Oct 23

The Mammoth Hunters (Jean Auel)

As a follower of the Robert Jordan books, I feel equipped to say that I probably have more patience for authors I like than the average reader. Once I get hooked on something, I try to take it to the end through thick and thin. As you can imagine from this, I have managed to slog through some really frustrating books, and it’s really true. I have read some very frustrating books in my time. This book took frustration to a level I had never explored though. I felt that through this experiance I have come to grips with other frustrating things in my life simply because this book surpassed them on that level of consciousness. Let me explain.

This book takes off directly at the end of Jean Auel’s last book, The Valley of the Horses which explores the way humans lived during the Ice Age and is the sequel to The Clan of the Cave Bear. In that book, the two protagonists, through a language barrier and a whole bunch of cultural difference, fall in love and proceed to have lots of graphic sex. So turning to this book, they have come out of their love nest where they lived the life of hermits and find new people.
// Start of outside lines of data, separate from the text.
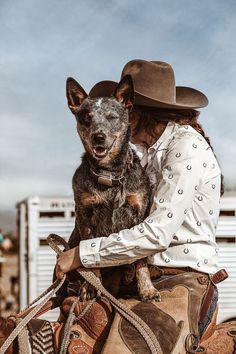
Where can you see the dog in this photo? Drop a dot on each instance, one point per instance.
(111, 190)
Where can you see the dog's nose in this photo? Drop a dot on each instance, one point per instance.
(98, 138)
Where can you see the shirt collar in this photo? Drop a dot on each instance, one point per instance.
(169, 129)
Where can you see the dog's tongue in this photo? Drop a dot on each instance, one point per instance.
(100, 151)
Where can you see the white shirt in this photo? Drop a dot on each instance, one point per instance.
(180, 230)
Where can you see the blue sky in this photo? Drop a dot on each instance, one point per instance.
(43, 42)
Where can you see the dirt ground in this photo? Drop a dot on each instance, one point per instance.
(9, 285)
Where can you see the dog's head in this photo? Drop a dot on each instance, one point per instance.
(103, 122)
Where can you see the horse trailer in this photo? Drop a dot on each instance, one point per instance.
(40, 216)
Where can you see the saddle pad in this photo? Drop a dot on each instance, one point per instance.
(88, 335)
(168, 321)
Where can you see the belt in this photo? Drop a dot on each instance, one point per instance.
(157, 272)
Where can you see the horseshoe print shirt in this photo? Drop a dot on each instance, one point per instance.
(180, 230)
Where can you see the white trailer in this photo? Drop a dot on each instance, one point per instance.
(40, 216)
(37, 218)
(226, 239)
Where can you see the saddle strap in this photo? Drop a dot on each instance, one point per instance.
(125, 312)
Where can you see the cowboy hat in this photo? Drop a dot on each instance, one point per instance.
(154, 85)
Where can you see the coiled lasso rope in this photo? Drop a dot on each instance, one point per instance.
(91, 278)
(124, 311)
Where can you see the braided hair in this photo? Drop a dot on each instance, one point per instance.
(147, 118)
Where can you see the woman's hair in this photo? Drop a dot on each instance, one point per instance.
(147, 118)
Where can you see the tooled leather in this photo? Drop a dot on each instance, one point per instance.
(196, 293)
(167, 335)
(35, 325)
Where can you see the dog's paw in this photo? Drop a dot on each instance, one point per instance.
(150, 294)
(87, 292)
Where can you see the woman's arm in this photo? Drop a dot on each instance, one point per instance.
(182, 170)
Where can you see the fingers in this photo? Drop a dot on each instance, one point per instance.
(59, 272)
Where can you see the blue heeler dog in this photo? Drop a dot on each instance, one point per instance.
(111, 190)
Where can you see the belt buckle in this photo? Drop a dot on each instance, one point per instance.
(211, 279)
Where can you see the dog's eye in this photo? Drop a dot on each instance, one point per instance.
(84, 117)
(111, 116)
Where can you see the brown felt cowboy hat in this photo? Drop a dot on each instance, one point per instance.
(154, 85)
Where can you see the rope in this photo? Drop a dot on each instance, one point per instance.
(53, 289)
(128, 314)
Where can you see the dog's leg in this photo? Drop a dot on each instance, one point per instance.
(147, 291)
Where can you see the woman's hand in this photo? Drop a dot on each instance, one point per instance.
(67, 261)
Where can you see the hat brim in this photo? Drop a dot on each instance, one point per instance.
(186, 97)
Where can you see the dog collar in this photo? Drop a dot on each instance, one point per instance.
(110, 179)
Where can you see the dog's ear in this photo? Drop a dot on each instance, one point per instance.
(124, 92)
(75, 94)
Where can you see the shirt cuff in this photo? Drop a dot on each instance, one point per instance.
(89, 252)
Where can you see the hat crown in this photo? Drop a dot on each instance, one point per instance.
(154, 79)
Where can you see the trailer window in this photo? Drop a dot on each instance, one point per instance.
(51, 214)
(227, 213)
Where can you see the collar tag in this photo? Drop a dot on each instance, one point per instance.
(106, 180)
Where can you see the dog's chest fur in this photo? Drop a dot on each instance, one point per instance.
(97, 212)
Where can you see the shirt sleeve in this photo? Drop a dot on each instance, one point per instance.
(181, 172)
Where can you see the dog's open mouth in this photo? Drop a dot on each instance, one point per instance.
(100, 151)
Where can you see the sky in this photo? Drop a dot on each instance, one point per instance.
(45, 41)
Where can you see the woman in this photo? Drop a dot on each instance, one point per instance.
(178, 237)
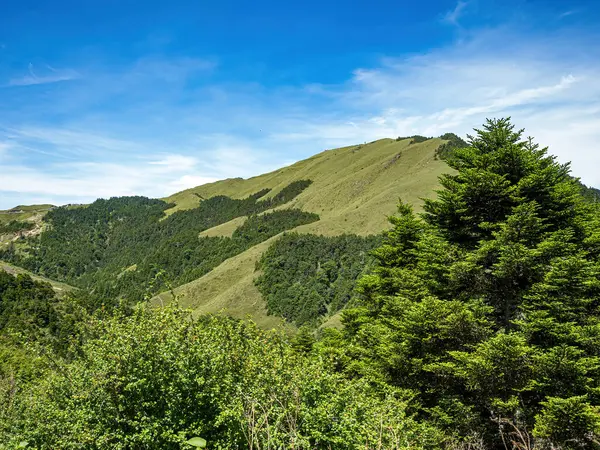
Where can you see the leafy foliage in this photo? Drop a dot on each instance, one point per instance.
(155, 379)
(306, 277)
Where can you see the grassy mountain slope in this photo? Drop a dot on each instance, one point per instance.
(354, 190)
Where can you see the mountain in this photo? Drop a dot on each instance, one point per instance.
(207, 242)
(354, 190)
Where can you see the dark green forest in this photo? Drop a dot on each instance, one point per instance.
(305, 278)
(15, 226)
(115, 248)
(472, 325)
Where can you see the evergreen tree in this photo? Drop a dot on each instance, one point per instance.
(486, 306)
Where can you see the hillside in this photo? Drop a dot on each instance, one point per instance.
(24, 212)
(59, 288)
(207, 242)
(354, 190)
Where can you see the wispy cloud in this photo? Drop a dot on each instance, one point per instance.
(160, 125)
(567, 13)
(452, 17)
(49, 75)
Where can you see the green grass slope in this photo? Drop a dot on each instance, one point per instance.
(354, 190)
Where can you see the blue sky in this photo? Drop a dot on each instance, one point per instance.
(103, 98)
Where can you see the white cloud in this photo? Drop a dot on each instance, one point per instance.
(152, 144)
(454, 14)
(50, 75)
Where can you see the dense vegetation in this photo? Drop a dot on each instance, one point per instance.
(305, 277)
(15, 226)
(116, 247)
(154, 379)
(476, 327)
(486, 308)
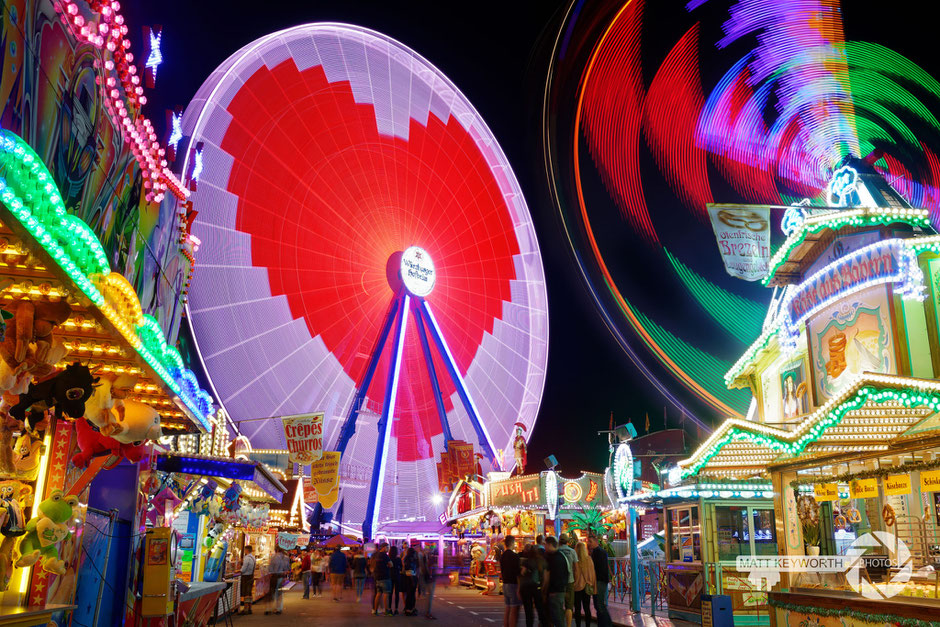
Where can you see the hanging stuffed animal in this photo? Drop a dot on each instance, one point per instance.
(66, 392)
(92, 444)
(45, 531)
(13, 498)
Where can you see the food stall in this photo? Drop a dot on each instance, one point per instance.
(845, 424)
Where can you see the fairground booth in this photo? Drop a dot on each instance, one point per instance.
(843, 434)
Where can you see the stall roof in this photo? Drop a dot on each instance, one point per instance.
(226, 468)
(874, 413)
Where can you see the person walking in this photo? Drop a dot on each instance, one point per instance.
(572, 557)
(306, 572)
(359, 564)
(532, 568)
(248, 579)
(395, 571)
(338, 566)
(382, 573)
(279, 570)
(410, 580)
(585, 583)
(602, 574)
(319, 566)
(509, 574)
(427, 579)
(556, 580)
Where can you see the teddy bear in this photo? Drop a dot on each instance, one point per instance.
(45, 531)
(13, 498)
(92, 443)
(32, 322)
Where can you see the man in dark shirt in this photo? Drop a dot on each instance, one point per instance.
(556, 580)
(382, 573)
(601, 570)
(509, 573)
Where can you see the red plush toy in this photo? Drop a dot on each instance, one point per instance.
(92, 444)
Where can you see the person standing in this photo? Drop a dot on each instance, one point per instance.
(395, 572)
(410, 580)
(306, 571)
(382, 573)
(585, 583)
(509, 574)
(572, 557)
(426, 578)
(532, 568)
(556, 580)
(359, 572)
(248, 579)
(279, 570)
(338, 566)
(602, 574)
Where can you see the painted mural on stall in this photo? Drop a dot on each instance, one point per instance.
(50, 98)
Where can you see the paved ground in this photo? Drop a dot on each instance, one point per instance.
(454, 606)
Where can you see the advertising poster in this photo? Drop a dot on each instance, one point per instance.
(304, 436)
(743, 236)
(851, 337)
(793, 390)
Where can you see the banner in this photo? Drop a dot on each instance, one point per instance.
(323, 485)
(897, 485)
(930, 480)
(743, 235)
(826, 491)
(863, 488)
(304, 436)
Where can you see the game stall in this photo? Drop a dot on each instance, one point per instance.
(844, 429)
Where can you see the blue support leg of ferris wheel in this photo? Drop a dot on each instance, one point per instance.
(435, 384)
(385, 423)
(482, 435)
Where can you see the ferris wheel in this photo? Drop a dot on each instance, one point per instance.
(366, 251)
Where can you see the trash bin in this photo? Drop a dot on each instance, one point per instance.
(716, 611)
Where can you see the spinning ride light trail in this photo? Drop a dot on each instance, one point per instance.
(763, 115)
(366, 252)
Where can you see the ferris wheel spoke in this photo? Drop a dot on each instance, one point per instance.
(483, 435)
(385, 421)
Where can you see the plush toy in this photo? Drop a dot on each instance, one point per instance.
(26, 454)
(45, 531)
(140, 422)
(230, 498)
(13, 498)
(105, 408)
(92, 444)
(32, 322)
(66, 392)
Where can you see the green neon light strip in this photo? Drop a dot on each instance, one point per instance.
(793, 443)
(75, 248)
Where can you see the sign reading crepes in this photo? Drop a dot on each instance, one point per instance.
(743, 235)
(304, 436)
(323, 484)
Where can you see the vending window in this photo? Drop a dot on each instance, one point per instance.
(684, 534)
(745, 530)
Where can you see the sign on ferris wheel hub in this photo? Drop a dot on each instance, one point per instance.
(417, 271)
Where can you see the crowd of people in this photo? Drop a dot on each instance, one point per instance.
(399, 576)
(555, 581)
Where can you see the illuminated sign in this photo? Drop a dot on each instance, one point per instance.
(417, 271)
(521, 491)
(623, 471)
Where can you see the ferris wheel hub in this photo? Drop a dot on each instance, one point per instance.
(417, 271)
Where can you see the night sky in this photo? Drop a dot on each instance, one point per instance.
(496, 53)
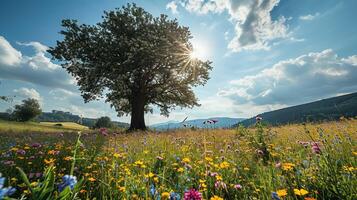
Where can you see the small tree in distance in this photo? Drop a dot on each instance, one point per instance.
(134, 60)
(29, 109)
(104, 122)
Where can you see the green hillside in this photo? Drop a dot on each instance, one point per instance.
(323, 110)
(11, 126)
(61, 116)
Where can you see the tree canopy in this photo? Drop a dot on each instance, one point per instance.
(134, 61)
(104, 122)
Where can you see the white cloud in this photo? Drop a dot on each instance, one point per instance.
(306, 78)
(62, 94)
(28, 93)
(39, 60)
(254, 26)
(309, 17)
(172, 6)
(8, 55)
(37, 69)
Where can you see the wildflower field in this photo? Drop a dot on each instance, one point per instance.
(306, 161)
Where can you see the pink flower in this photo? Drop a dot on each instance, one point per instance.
(258, 118)
(315, 148)
(238, 186)
(220, 185)
(192, 194)
(259, 152)
(36, 145)
(214, 121)
(103, 131)
(21, 152)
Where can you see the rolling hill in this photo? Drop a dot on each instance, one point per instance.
(322, 110)
(61, 116)
(222, 122)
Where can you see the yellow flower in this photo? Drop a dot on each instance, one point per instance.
(208, 159)
(150, 175)
(216, 198)
(91, 179)
(165, 195)
(350, 169)
(224, 165)
(139, 163)
(287, 166)
(156, 179)
(33, 184)
(117, 155)
(14, 149)
(282, 193)
(186, 160)
(122, 189)
(180, 169)
(68, 158)
(300, 192)
(50, 161)
(51, 152)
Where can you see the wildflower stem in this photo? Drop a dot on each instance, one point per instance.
(75, 154)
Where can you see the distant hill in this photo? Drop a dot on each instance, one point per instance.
(322, 110)
(61, 116)
(223, 122)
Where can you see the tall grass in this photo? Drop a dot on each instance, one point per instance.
(258, 163)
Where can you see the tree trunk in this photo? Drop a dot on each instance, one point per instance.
(137, 114)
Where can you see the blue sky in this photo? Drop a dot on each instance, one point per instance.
(266, 54)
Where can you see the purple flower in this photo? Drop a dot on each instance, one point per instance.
(67, 181)
(315, 148)
(258, 118)
(38, 174)
(9, 162)
(21, 152)
(238, 187)
(5, 191)
(36, 145)
(192, 194)
(220, 185)
(103, 131)
(275, 196)
(175, 196)
(260, 152)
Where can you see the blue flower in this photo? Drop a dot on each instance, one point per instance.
(275, 196)
(7, 191)
(175, 196)
(67, 180)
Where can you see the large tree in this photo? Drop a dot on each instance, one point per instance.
(29, 109)
(133, 59)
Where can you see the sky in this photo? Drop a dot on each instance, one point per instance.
(266, 54)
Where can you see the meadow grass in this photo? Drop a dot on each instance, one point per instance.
(303, 161)
(12, 126)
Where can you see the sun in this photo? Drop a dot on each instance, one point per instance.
(200, 50)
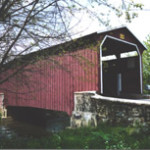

This is odd for our heroine Ayla, because she lived with Neanderthals and thus had never met a real human before her lover Jondalar. So a whole tribe comes by and naturally she’s freaked out. Jondalar is excited because he’s back among his own species and scared because humans are racist (speciest?) against Neanderthals and he doesn’t like that Ayla lived with them and had a half-breed kid (which calls into mind the question that if it’s possible to have a half-breed kid, aren’t they in the same species? I should have taken more science classes…) with their leader. Anyway, the new tribe accepts them and brings them into the fold. Especially this strapping carver (couldn’t he have had a sexier profession? I think I would have liked him more if it hasn’t been a lame carver thing…) who catches Ayla’s eye and vice versa.

Anyway, Jondalar doesn’t like this turn of events, but instead of getting out of there as quick as he can with his insanely-hot-likes-to-please-men girlfriend, he sticks around and gets more and more jealous until he breaks up with her, stops eating and grows a beard. Ayla, who is just confused, has more graphic sex with the lame carver guy because that’s what you’re supposed to do when a guy asks you to (of course!) and wonders throughout the book why Jondalar is so angry with her. The other characters know what’s going on at all times, but no one ever says anything for no real reason. Then the end comes and just before Ayla gets married to the lame carver guy, Jondalar leaves and Ayla chases after him, reverse-The Graduate style where they have sex and then return to tell everyone that they’re leaving and there will be no wedding. Everyone wonders what took them so long, but Ayla and Jondalar figure out it was a test for him so that he could learn to accept Ayla as she is.

To be honest, I really thought this book was a test on the reader to see how long we could go through this book without throwing it against the wall in anger and going to a shorter and more satisfying read. It wasn’t so much the plot either as how long the book was. Anything that lengthened the book made it harder to read. Realistically a little frustration is a bit exhilarating because it keeps the readers on their toes. I love frustration when it goes on for a short time, like say, 100 pages. 200 pages would be the maximum for the sort of shenanigans of the “they love each other but misunderstandings break them apart” type. 300 pages is stretching any sort of frustration far, but this book was a whopping 400 pages. One might almost say it was movie-scripted since they only tied up loose ends in the last five pages, like many movies. So as one can imagine, I was understandably banging my head and shouting at the book and the sheer idiocy of it all. It took two reasonably sympathetic characters and turned them into idiots just for some drama, because all they were suffering from was some culture shock and a difference in how they saw each other. It wasn’t a big deal, so it became stupid.

The other annoying thing was the history lessons. Every few pages or so, there was a Discovery Channel-type experiance, which would be cool if I were watching the Discovery Channel. I got really tired of all the descriptions of flint-knapping (making stone knives, etc), making tents from mammoth hides and other stuff. I felt my eyes glaze over whenever I started to read… “She looked at the rug and wondered how it was made. To make the rug they…”

It’s not that the book didn’t have it’s up points. Obviously, I wouldn’t have continued to read it unless it did. I just can’t remember why I finished it, only why I started it. I hope, for all her fans’ sakes, that like Robert Jordan, if she has a dud, then the next one will be a star. We deserve it.